3. For the isolates with the

ESBL phenotype, Pembrolizumab clinical trial β-lactamases hydrolyzing cefotaxime and ceftazidime in the bioassay had a pI of 8.2 (Table 3). By PCR and sequencing, this enzyme was identified to be SHV-5. In crude extracts of the putative AmpC producers, the IEF and bioassay revealed the presumptive AmpC enzymes to have a pI of 7.9. The multiplex PCR, followed by amplification and sequencing of the entire gene, identified this AmpC as DHA-1. Both SHV-5 and DHA-1 were found in the isolate P4/C160267. Additionally, all of the isolates produced β-lactamases with pIs of 7.6 and 7.4, identified by PCR and sequencing to be SHV-1 and OXA-1, respectively. The blaDHA-1 gene was identified within a complex class 1 integron almost identical to that in the K. pneumoniae RBDHA strain from the Parisian region (Verdet et al., 2006). The Morganella morganii chromosomal fragment with the blaDHA-1 and ampR genes was separated from the ISCR1 element by a large insertion containing parts of operons sap and psp. The integronic gene cassette array differed from that in RBDHA only by a single mutation in the first cassette, converting it from the aminoglycoside acetyltransferase gene aac(6′)-Ib to the aminoglycoside and quinolone acetyltransferase gene aac(6′)-Ib-cr (Strahilevitz et al., 2009). The cassette was followed by blaOXA-1,

catB3, and arr3 (Table http://www.selleck.co.jp/products/Neratinib(HKI-272).html 3). Mapping of the 3′ part of the integron indicated the same arrangement of the region located between the gene sul1 and the IS6100 element (Verdet et al., 2006). The aac(6′)-Ib-cr and blaOXA-1 genes were also identified in all of the SHV-5-producing isolates, but their genetic context was not elucidated.
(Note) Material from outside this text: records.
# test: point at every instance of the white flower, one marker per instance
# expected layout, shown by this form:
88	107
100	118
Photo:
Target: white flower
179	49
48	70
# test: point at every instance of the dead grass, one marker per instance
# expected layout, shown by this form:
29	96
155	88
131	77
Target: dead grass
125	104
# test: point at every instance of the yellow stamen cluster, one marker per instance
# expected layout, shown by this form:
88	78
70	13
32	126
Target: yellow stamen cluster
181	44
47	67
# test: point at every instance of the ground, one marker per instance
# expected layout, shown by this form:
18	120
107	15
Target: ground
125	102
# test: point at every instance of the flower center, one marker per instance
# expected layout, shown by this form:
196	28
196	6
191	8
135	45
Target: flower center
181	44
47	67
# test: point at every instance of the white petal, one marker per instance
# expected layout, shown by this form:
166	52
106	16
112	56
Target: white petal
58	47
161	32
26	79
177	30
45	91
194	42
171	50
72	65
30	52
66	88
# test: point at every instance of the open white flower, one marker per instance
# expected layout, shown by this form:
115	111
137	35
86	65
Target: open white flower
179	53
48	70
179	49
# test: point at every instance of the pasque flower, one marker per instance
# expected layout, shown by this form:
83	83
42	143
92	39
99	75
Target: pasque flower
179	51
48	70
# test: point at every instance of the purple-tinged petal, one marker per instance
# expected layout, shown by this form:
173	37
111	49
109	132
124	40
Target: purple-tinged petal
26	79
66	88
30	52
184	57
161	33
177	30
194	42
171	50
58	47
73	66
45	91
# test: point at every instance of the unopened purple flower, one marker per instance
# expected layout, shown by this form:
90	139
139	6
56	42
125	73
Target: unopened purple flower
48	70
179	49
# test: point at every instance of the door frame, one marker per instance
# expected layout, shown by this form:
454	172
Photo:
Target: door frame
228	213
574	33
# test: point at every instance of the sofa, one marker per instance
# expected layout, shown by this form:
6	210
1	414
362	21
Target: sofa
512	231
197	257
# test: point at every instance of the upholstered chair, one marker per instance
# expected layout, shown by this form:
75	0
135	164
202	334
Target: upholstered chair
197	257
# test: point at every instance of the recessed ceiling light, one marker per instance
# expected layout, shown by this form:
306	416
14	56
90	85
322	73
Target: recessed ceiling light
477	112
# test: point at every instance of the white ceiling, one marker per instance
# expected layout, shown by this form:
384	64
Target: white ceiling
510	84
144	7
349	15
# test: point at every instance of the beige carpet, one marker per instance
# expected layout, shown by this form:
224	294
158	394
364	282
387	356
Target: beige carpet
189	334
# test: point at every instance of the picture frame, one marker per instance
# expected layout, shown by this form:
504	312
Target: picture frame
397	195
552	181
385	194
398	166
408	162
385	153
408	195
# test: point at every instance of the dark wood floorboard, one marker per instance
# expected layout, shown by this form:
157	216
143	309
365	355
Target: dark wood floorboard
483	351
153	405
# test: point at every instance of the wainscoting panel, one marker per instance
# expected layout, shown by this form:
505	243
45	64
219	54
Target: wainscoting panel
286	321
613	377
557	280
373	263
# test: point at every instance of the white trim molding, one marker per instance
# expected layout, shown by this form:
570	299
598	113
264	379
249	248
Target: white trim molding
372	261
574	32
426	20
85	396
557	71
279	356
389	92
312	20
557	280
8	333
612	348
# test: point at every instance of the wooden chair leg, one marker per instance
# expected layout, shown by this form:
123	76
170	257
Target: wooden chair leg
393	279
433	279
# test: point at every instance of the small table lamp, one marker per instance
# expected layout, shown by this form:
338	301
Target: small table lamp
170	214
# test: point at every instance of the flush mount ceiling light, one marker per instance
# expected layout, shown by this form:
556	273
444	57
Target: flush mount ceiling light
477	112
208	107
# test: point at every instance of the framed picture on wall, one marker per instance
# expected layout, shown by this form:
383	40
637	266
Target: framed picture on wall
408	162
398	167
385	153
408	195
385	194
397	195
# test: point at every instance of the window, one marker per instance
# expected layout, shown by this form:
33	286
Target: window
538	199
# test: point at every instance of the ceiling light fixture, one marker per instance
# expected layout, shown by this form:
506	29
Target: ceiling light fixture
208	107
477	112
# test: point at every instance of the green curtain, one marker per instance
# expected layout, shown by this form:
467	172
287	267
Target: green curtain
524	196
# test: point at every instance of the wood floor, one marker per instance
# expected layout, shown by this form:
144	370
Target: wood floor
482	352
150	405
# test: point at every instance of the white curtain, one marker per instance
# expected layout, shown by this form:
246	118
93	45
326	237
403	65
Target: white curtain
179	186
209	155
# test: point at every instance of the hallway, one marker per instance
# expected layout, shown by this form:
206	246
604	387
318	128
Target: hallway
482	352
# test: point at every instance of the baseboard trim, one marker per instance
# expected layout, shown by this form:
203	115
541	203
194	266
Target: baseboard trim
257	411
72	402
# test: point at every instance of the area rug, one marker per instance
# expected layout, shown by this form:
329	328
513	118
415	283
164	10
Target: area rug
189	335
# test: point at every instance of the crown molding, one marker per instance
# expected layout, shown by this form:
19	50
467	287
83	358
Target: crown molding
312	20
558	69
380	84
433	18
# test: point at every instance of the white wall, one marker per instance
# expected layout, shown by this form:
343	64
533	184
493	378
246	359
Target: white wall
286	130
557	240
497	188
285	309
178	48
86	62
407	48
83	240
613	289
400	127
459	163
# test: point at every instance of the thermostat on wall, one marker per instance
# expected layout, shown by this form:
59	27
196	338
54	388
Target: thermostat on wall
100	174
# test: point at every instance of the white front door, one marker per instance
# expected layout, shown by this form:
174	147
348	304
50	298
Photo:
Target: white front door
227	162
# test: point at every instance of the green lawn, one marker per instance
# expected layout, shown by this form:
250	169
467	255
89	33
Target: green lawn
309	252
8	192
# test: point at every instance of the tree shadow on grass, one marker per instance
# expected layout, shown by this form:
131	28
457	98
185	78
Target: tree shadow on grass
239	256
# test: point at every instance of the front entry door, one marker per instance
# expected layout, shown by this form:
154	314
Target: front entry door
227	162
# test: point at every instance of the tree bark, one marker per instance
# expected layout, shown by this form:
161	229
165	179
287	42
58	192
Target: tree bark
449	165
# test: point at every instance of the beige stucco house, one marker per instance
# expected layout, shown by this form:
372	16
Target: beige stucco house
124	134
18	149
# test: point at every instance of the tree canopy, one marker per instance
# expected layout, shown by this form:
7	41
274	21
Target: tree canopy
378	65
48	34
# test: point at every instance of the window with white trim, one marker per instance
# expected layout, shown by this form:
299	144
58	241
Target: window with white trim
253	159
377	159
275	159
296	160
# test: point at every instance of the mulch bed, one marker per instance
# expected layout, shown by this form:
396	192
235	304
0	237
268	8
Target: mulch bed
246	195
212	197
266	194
Three PFGE types were discerned among the isolates, with type A grouping both DHA-1 (subtype A1) and SHV-5 (subtype A2) producers, type B grouping only DHA-1 producers, and type C with the single isolate P4/C160267 coexpressing the two enzymes (Table 3). The pulsotypes of the C-S isolates were identical to the ones of the C-NS isolates obtained from the same patients. By MLST, all of the isolates were assigned to the K. pneumoniae clone ST11 clone. The results of the porin analysis are presented in Tables 3 and 4, and, partially, in Fig. 1.